The district has four federal improvement models to choose from for its low-performing schools.

One option would be closing a school – not considered a viable option in Buffalo, because those students would still need seats somewhere in the district.

Another option is known as the turnaround model, which involves replacing half the teachers.

The district and the union are currently involved in a court battle over the involuntary transfer of 51 teachers this year – making that model a nonstarter for plans for next year, Sykes said.

“It wouldn’t make sense to try to do a turnaround, given the current case,” she said.

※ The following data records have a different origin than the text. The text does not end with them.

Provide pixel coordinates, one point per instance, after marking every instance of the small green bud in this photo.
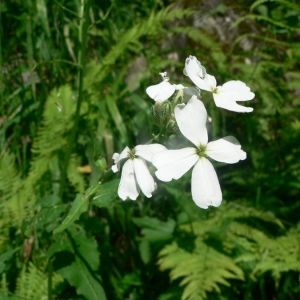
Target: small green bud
(101, 163)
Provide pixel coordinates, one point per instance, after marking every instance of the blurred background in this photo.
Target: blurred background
(73, 75)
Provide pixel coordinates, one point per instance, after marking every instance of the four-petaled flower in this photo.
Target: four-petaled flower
(225, 96)
(135, 173)
(172, 164)
(164, 90)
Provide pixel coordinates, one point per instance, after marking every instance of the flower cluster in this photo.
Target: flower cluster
(191, 118)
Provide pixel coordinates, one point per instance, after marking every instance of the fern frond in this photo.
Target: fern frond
(291, 5)
(149, 27)
(32, 284)
(263, 18)
(202, 270)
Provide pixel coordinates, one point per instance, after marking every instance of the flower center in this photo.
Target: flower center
(201, 151)
(131, 154)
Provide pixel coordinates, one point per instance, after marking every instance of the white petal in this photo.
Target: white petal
(143, 177)
(161, 91)
(172, 164)
(224, 100)
(147, 151)
(191, 119)
(188, 92)
(226, 150)
(197, 73)
(206, 189)
(128, 186)
(238, 90)
(179, 87)
(117, 159)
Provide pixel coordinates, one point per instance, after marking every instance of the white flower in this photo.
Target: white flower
(225, 96)
(172, 164)
(164, 90)
(135, 173)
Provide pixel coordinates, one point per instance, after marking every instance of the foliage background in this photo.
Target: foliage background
(72, 86)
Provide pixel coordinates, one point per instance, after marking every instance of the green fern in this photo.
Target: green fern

The other two federal models are known as “restart,” which involves hiring an outside group to run a school; and “transformation,” which involves making changes that are considered less dramatic than replacing half the staff or hiring another entity to run the building.

The district currently is using the transformation model at Burgard, Bennett, South Park and Riverside high schools; International School 45; and Dr. Martin Luther King Jr. Multicultural Institute.

In the past year, the state has identified 16 more Buffalo schools as chronically low-performing. Albany is requiring Buffalo to submit improvement plans for nine of them for 2013-14; the remaining seven must submit plans for the following year.

The district can use the transformation model for no more than eight of the 16, under federal regulations.

Superintendent Pamela C. Brown on Wednesday declined to release the names of the nine schools that would submit improvement plans for 2013-14. She said she would release the schools’ names at next week’s School Board meeting.

District officials will choose the nine schools from these 16: BUILD Academy; Makowski Early Childhood Center; Herman Badillo Community School; Waterfront Elementary; School 17; Hamlin Park Elementary; Highgate Heights; Harvey Austin; Harriet Ross Tubman; International Prep; West Hertel Elementary; North Park Academy; McKinley High School; Frank Sedita School; D’Youville-Porter Campus and Dr. Lydia T. Wright School.